Lake Baikal’s Skating Grandmother

In her 80th year, the Babushka of Baikal still skates gracefully on the original blades her father made for her 70 years ago.

Lyubov Morekhodova has generated worldwide attention for her ice skating prowess on Siberia’s frozen Lake Baikal. But the 79-year-old woman –- affectionately known as the Babushka (meaning grandmother) of Baikal — can’t understand what all the fuss is about.

Lyubov Morekhodova has been skating since she was eight years old and still wears the skates her father made for her shortly after World War II. Photo: The Siberian Times


Morekhodova has been ice skating since she was eight years old. Initially, it was a resourceful way to shorten the four-kilometre hike between school and home. Over the years, the pastime has served as a peaceful escape from her hard-working lifestyle.

Lake Baikal, the largest freshwater lake in the world by volume, contains approximately 23 percent of the world’s surface water.

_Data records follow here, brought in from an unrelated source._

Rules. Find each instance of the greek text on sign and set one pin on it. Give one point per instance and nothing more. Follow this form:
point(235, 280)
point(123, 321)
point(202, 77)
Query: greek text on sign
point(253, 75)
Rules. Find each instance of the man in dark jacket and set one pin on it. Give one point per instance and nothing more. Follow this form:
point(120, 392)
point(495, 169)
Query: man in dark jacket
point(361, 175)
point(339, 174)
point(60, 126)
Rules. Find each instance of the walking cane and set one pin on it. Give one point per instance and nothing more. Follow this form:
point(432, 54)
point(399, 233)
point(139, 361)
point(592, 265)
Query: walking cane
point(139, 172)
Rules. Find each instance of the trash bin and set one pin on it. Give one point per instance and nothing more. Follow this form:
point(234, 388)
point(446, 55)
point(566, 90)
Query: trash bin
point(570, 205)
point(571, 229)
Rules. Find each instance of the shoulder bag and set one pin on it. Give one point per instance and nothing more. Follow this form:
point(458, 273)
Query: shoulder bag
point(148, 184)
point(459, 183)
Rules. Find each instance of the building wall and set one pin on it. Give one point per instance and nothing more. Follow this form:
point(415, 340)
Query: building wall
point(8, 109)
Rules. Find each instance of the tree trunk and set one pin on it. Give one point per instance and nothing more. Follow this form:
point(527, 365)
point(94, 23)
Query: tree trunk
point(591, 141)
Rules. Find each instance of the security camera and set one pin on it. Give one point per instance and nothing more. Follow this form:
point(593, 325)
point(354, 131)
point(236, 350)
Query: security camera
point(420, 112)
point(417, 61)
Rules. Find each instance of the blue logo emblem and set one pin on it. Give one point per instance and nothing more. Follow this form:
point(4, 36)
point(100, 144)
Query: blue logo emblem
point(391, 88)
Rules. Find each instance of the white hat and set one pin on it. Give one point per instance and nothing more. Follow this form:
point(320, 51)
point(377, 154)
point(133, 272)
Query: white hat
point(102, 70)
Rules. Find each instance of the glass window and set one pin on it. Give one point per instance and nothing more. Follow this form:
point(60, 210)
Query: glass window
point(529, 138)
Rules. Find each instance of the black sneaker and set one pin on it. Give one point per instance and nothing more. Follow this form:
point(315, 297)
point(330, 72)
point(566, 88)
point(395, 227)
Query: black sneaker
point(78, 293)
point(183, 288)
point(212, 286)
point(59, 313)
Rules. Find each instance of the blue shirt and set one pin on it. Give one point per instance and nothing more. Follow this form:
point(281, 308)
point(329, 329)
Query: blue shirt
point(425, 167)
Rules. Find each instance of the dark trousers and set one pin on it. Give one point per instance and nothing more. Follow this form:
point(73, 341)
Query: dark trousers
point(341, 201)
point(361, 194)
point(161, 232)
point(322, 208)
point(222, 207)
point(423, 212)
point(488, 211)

Larger in surface area than the entire country of Belgium, with more water than all the Great Lakes combined, the temperature around Lake Baikal can plummet below minus 50˚C in midwinter.

Morekhodova was born In the village of Shara-Togot in the Irkutsk region, just weeks before World War II began. She was one of seven children to a forester father and homemaker mother. When construction began on the Irkutsk Dam, the family was relocated to the city of Khaly. Here, Morekhodova was first introduced to ice skating.

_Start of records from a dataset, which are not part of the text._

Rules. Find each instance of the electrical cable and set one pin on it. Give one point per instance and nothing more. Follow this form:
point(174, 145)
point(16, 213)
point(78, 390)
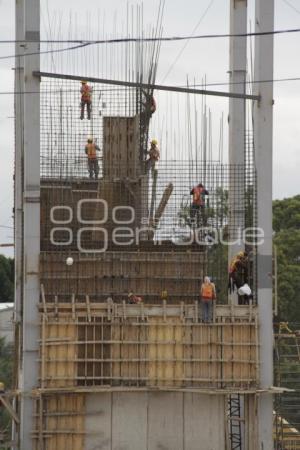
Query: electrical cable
point(85, 43)
point(192, 34)
point(275, 80)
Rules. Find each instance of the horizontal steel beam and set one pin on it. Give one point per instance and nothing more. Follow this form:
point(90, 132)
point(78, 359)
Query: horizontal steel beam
point(156, 87)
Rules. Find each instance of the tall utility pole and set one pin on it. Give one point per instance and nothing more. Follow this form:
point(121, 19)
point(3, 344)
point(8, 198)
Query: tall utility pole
point(237, 123)
point(30, 164)
point(18, 175)
point(263, 141)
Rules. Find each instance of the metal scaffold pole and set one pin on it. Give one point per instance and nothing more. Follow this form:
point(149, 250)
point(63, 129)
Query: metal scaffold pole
point(28, 373)
point(263, 140)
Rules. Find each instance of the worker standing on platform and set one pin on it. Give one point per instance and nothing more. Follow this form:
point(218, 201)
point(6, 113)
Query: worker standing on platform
point(154, 155)
point(90, 149)
point(198, 204)
point(134, 299)
point(86, 99)
point(238, 273)
point(207, 297)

To halve the distance to school each day, she came up with a plan to skate across the lake. But where could she acquire a pair of skates in rural Siberia? Her father found a homemade solution.

“He cut two strips out of a steel saw, inserted them into planks of wood, and attached the wood to valenki [felt boots],” Morekhodova explained. “He didn’t know how to skate himself, but he went a very long way to support me.”

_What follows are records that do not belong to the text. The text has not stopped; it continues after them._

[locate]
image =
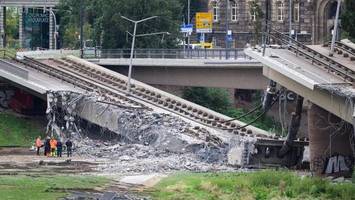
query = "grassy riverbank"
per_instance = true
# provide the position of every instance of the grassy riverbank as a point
(261, 185)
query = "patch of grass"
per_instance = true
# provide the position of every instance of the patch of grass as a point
(45, 187)
(17, 131)
(260, 185)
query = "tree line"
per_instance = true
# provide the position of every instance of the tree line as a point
(103, 23)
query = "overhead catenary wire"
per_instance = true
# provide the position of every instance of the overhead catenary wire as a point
(262, 114)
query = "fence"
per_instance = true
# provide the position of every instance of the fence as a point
(224, 54)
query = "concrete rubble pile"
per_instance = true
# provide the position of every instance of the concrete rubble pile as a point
(145, 141)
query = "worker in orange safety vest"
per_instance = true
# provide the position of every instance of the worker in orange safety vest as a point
(39, 144)
(53, 144)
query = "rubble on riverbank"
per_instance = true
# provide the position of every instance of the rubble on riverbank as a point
(144, 141)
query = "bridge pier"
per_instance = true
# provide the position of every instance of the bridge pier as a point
(331, 143)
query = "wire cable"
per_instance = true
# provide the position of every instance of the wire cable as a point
(262, 114)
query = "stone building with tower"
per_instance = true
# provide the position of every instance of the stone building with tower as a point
(312, 21)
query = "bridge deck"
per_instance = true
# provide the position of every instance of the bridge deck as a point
(336, 57)
(34, 80)
(296, 68)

A few years later when she moved to boarding school, the walk home quadrupled, so again she shortened the route by skating.

Morekhodova’s original homemade skates still take her across the frozen surface of Lake Baikal. Photo: The Siberian Times


“Once when I broke through the ice and fell in, I only survived because two of my classmates pulled me out,” Morekhodova recalls. “I had to run all the way back home with my clothes feeling like a sheet of ice.”

Despite that one near miss, being on the frozen lake offers a respite from her hard rural life in Siberia.

She wakes daily at 5 am to tend her cattle, which struggle to find grass during the winter. Once, three calves went missing and never came back. As she often does when she’s searching for wayward livestock, Morekhodova put on her skates for the search.

Before tending cattle, she processed fish in the family shop, worked in security and as an apprentice welder. She also worked for 42 years as a technologist in a factory. After her husband and children died, farming helped her regain a sense of purpose. She now has 11 cows, plus hens, four dogs and three cats.

To Morekhodova, skating is simply a joyful activity. But when a friend of hers posted a video of her on the ice a few years ago, she suddenly started receiving calls from all over the world.

Politely, Morekhodova answers questions all hours of the night from interested reporters. She kindly obliges them by sending photos from her simple phone, although coverage isn’t ideal in this part of Siberia. Once she was even asked to give a public speech in Moscow, a city she’d not visited since the 1970s.

The wind keeps the snow from building up on the ice of Lake Baikal. Photo: Turnstile Tours


Though Morekhodova may not understand her newfound attention, it’s likely that for everyone else, the joy stems from seeing such carefree grace in an elderly woman. Seeing her swirl on the original skates built by her father all those years ago is mesmerizing.


Skating is a sport often reserved for the young and athletic, and those in their twilight years rarely indulge. But Morekhodova even competes in local races. The five-kilometre event is her favorite.

Asked if she ever rests, she replies, “Of course. In the evenings when I watch TV or play sudoku, or check maps to find all those exciting places they mention in the news.”